Computer aided mammography gets ahead of the evidenceBMJ 2013; 346 doi: http://dx.doi.org/10.1136/bmj.f2387 (Published 17 April 2013) Cite this as: BMJ 2013;346:f2387
Many radiologists in developed countries use computer algorithms to help interpret screening mammograms. Such algorithms may be contributing to overdiagnosis, according to a large cohort study from the US. In adjusted analyses, use of the technology in women aged 65 or over was associated with a higher incidence of ductal carcinoma in situ (adjusted odds ratio, 1.17, 95% CI 1.11 to 1.23) but not invasive breast cancer. Computer aided detection also increased the odds of further investigations, including biopsies (1.10, 1.08 to 1.12), in women without cancer.

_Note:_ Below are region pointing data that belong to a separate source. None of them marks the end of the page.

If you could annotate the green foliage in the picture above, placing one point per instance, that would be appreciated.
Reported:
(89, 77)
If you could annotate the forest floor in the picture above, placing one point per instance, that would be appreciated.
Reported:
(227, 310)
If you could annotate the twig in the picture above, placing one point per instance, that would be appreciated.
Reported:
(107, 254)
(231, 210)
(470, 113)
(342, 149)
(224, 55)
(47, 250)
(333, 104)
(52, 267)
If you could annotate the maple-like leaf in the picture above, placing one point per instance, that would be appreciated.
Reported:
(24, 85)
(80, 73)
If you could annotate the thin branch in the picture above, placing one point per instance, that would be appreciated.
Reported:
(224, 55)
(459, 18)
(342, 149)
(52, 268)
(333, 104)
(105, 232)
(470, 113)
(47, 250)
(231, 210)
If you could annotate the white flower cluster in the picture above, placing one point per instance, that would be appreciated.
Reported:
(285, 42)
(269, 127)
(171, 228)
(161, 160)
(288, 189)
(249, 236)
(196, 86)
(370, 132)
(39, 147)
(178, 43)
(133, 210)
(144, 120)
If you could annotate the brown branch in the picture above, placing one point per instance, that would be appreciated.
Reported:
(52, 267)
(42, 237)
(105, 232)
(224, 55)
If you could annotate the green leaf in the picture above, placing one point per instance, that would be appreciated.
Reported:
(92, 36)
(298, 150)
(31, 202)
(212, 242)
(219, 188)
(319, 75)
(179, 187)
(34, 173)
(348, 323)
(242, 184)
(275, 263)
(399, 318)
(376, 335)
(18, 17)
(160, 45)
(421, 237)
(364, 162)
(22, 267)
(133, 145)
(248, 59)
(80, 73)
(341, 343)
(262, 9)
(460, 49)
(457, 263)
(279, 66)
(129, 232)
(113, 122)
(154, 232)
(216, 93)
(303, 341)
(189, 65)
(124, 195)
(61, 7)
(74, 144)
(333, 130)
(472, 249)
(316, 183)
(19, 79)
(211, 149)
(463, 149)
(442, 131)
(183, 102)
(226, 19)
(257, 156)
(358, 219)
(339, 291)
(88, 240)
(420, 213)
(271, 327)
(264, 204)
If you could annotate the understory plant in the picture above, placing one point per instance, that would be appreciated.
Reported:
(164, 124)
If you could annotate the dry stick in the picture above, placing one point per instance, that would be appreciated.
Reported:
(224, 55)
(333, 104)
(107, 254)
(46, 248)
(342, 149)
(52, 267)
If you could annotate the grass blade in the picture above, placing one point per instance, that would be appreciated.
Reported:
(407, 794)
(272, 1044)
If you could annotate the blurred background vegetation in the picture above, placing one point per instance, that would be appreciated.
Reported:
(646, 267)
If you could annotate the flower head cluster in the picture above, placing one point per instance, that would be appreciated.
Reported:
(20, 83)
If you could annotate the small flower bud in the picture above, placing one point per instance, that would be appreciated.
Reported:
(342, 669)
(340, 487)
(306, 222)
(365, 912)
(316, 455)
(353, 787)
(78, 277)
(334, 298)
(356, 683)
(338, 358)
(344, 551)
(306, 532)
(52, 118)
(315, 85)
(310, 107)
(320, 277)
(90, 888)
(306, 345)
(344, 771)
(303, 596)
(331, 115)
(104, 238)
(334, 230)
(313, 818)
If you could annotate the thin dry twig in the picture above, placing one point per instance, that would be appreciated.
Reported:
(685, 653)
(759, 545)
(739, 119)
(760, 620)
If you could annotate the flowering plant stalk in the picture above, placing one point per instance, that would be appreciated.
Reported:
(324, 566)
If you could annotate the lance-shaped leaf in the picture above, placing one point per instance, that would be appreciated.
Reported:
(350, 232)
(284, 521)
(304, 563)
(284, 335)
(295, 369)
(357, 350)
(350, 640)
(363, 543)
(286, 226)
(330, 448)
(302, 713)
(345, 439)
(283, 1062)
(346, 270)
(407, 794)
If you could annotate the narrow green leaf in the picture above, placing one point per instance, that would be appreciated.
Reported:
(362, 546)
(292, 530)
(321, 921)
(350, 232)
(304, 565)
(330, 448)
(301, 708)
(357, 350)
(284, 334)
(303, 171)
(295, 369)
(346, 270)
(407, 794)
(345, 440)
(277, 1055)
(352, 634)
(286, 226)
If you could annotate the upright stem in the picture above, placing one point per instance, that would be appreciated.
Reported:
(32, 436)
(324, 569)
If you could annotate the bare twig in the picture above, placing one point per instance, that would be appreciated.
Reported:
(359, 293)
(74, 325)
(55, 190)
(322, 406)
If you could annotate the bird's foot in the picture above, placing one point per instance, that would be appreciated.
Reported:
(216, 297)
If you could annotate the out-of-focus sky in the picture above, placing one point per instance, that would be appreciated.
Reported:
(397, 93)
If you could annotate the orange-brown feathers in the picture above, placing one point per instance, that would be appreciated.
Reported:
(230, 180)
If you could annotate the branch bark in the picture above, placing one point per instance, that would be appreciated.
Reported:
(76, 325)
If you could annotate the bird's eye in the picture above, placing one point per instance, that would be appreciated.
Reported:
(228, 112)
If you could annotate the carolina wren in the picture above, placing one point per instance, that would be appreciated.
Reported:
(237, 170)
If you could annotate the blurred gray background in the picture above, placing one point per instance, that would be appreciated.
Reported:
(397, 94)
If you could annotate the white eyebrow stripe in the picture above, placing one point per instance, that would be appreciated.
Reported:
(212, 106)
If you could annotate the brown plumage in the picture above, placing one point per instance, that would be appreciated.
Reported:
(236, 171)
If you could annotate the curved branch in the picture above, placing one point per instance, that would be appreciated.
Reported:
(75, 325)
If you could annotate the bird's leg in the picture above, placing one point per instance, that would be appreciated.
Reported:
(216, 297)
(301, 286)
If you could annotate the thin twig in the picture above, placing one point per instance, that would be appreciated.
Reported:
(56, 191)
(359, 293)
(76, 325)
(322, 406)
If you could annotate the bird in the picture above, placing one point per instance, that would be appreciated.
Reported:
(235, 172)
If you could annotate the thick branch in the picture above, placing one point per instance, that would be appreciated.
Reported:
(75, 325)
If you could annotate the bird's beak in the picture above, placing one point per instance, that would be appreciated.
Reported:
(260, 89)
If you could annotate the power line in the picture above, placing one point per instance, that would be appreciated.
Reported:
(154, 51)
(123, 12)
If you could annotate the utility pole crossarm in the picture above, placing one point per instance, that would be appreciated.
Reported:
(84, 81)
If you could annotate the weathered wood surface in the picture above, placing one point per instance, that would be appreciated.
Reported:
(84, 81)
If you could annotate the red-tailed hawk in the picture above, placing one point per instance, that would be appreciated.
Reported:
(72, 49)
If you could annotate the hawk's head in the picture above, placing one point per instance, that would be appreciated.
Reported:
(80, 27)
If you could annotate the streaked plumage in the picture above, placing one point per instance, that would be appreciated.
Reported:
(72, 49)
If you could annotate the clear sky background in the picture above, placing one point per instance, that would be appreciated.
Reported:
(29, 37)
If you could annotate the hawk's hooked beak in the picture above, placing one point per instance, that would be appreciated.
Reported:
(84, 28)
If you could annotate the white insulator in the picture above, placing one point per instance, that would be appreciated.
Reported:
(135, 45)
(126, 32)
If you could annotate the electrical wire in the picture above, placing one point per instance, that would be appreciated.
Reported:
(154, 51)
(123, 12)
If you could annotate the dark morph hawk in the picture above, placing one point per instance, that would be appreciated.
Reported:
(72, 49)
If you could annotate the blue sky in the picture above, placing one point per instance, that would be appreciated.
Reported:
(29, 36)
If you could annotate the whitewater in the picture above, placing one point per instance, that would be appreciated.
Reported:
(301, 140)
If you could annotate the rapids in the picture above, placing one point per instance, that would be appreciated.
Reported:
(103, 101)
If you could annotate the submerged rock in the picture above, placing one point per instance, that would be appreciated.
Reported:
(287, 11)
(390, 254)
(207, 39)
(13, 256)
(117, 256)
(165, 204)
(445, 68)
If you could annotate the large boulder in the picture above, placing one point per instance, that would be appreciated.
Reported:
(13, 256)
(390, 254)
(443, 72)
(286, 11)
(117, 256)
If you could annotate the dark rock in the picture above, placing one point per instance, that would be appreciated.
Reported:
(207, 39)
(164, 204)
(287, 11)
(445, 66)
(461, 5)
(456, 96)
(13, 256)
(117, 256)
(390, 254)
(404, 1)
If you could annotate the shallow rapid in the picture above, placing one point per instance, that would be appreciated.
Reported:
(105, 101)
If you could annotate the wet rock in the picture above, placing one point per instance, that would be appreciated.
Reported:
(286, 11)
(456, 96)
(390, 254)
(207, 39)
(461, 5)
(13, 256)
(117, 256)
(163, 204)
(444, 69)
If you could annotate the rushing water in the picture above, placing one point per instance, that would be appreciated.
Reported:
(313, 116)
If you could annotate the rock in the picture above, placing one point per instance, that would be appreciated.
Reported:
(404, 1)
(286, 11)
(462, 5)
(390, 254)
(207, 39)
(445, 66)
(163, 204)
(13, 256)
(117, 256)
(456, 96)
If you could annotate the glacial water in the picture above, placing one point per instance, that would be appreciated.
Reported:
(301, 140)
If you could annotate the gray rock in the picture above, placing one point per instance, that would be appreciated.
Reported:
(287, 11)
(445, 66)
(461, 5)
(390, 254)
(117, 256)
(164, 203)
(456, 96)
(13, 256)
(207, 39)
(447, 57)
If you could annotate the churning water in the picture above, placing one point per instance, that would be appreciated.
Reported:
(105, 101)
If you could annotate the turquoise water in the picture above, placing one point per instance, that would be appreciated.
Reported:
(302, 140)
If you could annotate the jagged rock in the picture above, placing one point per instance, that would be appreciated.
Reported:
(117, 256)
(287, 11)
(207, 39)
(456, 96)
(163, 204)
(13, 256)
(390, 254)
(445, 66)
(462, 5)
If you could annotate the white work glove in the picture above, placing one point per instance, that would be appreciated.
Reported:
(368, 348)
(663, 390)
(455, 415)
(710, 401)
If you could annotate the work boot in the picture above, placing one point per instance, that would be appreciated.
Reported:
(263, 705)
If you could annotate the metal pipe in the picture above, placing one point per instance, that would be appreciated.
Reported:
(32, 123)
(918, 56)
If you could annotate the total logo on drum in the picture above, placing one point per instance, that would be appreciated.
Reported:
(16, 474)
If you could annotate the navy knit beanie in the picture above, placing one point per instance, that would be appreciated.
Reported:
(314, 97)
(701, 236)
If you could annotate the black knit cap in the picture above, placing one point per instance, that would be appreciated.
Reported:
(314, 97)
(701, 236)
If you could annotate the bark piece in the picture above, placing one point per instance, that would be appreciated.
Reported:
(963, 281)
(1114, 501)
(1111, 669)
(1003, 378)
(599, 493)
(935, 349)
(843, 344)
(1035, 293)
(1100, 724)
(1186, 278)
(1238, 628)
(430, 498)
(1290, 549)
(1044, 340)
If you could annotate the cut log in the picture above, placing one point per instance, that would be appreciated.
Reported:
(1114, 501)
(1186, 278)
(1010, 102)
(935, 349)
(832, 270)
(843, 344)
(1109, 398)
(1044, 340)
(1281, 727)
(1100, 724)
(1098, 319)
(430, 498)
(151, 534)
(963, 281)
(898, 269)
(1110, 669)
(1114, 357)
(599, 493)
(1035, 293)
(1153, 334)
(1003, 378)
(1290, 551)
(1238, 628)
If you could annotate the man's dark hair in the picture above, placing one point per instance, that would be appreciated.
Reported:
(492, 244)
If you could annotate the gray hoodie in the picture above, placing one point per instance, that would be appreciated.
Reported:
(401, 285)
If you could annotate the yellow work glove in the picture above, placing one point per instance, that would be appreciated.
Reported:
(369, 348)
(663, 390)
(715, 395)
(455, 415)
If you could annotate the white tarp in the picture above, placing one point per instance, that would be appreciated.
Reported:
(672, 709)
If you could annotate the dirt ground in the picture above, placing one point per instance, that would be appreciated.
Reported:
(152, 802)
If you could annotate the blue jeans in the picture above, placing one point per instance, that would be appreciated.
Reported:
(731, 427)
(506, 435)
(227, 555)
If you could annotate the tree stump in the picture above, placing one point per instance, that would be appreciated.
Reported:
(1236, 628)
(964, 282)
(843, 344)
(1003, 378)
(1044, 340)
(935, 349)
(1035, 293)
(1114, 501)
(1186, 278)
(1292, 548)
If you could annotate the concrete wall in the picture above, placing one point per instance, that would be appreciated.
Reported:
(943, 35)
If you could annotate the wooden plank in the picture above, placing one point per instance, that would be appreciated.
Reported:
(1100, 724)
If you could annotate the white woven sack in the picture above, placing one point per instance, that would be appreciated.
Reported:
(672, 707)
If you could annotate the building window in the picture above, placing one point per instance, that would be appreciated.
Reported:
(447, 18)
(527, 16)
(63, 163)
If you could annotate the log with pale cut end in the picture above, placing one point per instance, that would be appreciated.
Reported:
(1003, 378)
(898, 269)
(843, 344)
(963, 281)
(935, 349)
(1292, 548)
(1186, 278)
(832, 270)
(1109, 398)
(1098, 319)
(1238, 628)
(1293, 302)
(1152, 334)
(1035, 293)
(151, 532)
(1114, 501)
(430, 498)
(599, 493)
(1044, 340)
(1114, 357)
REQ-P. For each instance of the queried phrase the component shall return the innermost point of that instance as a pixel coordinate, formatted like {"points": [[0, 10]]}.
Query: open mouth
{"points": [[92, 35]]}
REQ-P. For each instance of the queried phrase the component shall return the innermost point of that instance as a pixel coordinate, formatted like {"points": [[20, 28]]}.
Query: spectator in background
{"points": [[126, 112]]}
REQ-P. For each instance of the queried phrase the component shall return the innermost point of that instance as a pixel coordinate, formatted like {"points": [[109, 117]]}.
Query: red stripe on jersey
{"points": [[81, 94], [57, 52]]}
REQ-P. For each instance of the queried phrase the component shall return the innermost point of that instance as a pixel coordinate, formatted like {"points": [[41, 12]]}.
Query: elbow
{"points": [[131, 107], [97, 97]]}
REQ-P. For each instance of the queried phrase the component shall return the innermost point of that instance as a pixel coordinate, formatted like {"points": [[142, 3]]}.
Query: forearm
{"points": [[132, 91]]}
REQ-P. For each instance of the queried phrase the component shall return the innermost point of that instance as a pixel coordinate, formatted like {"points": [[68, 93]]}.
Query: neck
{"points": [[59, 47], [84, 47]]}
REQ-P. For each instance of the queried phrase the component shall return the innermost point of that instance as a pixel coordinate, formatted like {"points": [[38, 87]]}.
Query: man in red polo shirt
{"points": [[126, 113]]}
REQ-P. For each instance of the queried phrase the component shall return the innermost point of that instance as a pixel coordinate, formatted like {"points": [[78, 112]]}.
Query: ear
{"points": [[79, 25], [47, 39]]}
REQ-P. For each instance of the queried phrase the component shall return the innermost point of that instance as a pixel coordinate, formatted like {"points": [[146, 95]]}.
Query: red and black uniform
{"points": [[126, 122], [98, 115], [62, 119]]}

Researchers linked three US administrative databases to examine the balance of benefits and risks in 163 099 older women screened between 2001 and 2006. Computer aided detection spread rapidly during that time, and by 2006 more than 60% of screening mammograms were reported this way. Cancers detected using computer algorithms were at an earlier stage than those detected without them (adjusted odds of stage I v stages II-IV: 1.15, 1.09 to 1.22), but secondary analyses failed to find a longer term reduction in late stage cancers. It’s much too early to say whether computed aided detection can prolong the lives of women screened at age 65 or over, write the researchers. Their cohort excluded younger women.